La Seño (My Grandmother)
by Nadia Ivanova, La Zacamil
My memories of El Salvador are broken and fuzzy blurs. Somehow, though, they still feel so close to me. My experiences before I moved to Canada define me in ways I’m unsure how to articulate.
There are so many stories I could tell you, so many small antidotes of love and happiness. Because the memories I have of El Salvador are related to a child’s land, it’s my Narnia.
I could tell you about:
- countless afternoons spent running around La Zacamil, long before the maras overran it
- climbing the lemon tree in my Seño’s (grandmother’s) backyard
- looking over the wall at the entire colonia
- climbing up onto the roofs of the buildings
- running away from boys garnishing snake carcasses
- secretly eating golosinas in the stairwells of the buildings
- how the smell of wet cement is the best smell because it reminds me of those stairwells.
- how much I miss relámpagos from Mr.
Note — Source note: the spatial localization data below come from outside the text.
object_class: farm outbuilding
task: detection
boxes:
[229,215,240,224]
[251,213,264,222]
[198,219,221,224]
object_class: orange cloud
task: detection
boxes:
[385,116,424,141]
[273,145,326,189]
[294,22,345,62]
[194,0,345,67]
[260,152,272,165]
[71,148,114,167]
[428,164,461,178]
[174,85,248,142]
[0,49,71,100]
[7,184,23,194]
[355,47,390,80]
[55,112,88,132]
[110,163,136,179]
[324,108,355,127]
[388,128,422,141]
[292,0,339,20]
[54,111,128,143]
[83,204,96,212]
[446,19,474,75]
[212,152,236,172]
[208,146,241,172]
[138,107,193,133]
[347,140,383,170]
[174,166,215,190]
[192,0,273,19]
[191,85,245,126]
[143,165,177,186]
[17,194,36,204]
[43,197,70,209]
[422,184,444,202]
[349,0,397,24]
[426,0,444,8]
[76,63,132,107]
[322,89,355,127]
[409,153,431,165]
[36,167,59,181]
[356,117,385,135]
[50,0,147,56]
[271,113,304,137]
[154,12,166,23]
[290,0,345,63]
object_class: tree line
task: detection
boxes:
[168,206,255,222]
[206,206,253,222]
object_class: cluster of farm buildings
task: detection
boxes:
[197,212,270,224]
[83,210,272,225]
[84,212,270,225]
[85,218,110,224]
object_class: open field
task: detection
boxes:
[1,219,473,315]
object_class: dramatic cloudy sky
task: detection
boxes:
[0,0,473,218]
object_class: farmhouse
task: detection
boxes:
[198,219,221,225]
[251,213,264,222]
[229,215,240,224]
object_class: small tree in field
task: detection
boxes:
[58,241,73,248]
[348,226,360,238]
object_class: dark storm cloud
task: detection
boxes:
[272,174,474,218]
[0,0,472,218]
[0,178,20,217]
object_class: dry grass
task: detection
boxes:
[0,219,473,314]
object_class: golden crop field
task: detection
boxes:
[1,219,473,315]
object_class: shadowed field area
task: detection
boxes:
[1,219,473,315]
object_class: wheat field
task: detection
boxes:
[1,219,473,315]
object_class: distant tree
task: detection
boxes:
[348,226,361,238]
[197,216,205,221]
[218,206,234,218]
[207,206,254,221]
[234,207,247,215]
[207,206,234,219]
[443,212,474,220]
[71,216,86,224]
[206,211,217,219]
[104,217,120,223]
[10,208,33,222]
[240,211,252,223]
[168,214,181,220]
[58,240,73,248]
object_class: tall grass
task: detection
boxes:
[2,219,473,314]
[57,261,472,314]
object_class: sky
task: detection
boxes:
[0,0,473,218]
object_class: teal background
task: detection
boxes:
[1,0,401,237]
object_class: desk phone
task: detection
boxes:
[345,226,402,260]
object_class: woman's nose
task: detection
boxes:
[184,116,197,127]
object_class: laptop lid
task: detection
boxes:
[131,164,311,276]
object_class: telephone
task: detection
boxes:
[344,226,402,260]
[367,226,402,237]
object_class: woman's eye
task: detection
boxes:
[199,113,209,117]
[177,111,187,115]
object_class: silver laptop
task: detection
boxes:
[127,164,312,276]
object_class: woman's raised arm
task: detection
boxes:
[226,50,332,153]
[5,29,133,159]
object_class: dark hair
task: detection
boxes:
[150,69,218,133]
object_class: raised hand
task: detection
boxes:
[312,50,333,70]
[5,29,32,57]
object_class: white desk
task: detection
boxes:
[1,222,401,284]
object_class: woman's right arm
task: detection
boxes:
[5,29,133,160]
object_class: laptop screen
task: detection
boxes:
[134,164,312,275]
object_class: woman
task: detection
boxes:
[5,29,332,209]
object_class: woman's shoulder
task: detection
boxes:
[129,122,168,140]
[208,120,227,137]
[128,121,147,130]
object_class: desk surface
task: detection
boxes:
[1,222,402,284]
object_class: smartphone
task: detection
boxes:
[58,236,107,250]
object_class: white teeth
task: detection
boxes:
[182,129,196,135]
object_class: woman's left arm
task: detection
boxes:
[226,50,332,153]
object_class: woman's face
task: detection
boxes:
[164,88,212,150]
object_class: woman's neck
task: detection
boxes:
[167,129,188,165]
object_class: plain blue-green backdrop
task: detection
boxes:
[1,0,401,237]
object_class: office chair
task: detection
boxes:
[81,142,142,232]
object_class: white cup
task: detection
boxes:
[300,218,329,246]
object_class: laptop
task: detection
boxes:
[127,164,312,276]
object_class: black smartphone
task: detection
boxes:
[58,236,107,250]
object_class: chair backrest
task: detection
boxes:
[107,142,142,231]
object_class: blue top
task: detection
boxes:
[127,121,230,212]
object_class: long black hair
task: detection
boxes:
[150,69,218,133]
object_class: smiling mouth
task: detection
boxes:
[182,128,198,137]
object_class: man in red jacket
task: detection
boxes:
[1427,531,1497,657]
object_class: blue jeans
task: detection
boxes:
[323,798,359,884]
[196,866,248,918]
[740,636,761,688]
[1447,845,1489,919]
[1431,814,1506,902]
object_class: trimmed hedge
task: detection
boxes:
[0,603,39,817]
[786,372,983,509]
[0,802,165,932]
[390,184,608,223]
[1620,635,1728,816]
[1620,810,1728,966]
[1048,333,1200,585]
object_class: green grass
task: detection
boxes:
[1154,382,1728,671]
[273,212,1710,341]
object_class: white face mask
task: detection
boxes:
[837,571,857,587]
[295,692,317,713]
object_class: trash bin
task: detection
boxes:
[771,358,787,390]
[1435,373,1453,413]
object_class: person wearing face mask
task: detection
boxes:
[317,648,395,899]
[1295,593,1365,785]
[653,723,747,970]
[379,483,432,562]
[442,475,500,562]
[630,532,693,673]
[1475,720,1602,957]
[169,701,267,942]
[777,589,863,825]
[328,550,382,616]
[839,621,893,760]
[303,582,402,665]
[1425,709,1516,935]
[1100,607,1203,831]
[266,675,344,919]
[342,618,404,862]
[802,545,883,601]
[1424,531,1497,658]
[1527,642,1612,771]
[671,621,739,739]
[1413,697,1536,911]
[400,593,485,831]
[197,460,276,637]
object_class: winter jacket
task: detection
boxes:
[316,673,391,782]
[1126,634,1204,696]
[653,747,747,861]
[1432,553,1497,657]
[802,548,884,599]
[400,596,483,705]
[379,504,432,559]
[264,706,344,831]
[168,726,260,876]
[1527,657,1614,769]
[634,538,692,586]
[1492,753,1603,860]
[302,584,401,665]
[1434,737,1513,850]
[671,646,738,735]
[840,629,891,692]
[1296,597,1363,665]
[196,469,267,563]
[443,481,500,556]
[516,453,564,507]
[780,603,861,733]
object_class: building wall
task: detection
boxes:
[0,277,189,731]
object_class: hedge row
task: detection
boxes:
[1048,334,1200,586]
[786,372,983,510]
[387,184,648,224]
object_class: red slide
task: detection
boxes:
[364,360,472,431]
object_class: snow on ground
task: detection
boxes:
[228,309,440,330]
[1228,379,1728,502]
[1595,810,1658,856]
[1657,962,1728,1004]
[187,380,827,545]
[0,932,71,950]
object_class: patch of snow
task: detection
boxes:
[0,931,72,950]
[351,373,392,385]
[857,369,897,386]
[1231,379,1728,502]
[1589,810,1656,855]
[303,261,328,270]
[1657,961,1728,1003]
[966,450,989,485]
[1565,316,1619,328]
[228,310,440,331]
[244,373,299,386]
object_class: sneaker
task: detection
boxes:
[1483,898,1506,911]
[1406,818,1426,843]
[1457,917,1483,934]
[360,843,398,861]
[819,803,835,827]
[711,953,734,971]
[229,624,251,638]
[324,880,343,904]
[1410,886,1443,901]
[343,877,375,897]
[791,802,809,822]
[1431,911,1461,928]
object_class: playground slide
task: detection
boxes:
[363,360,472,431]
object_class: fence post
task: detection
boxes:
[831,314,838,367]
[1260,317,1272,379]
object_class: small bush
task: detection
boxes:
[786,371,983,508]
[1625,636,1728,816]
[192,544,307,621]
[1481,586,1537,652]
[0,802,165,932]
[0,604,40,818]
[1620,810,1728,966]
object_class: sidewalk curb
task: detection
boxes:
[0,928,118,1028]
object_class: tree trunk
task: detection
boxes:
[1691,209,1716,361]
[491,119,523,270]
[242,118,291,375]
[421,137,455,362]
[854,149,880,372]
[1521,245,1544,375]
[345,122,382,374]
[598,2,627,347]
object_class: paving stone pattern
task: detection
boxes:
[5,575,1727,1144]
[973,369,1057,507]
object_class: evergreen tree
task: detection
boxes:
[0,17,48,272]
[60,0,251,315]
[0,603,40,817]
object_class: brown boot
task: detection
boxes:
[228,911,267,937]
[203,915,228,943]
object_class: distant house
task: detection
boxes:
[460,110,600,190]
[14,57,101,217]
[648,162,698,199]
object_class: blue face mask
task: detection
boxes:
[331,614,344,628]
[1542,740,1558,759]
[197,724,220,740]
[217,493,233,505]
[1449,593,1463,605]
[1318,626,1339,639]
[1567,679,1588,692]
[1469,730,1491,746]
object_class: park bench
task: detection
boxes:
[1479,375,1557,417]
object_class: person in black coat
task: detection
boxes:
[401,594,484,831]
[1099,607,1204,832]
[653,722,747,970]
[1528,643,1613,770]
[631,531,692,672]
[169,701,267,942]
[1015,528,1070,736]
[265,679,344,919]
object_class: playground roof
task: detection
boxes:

Donut
- how more delicious the mango sold by ladies in the street, outside my school, was than the ones sold at the school store.
I think it’s hard for you, reader, to get why El Salvador hurts in the sweetest way inside me.
I remember being in my early 20s when the first Starbucks opened where I live, the suburbs of Toronto. Where I live, the main coffee shops knowns are either Coffee Time or Tim Horton’s.
One dark and rainy day, my two besties and I were seated at a wooden table in the back corner of this newly opened Starbucks. I ordered a latte. At that time they still served them in ceramic mugs. I buried my face in the steaming mug and the strangest thing happened: I was instantly transported to El Salvador as if I was actually there.
It was an evening and my brother and I were seated on my Seño’s dining table. The air was cool and I think we had just finished dinner. My brother and I had having leche con café. Hot milk, boiled with vanilla and a little bit of café listo that was added for colour. I saw my Seño’s smile. It was wide and easy, it crinkled her eyes. It was the smallest flash of a memory, like a small GIF of happiness.
It lasted an instant but it flooded my whole system with a warmth and happiness I haven’t known since we left El Salvador behind.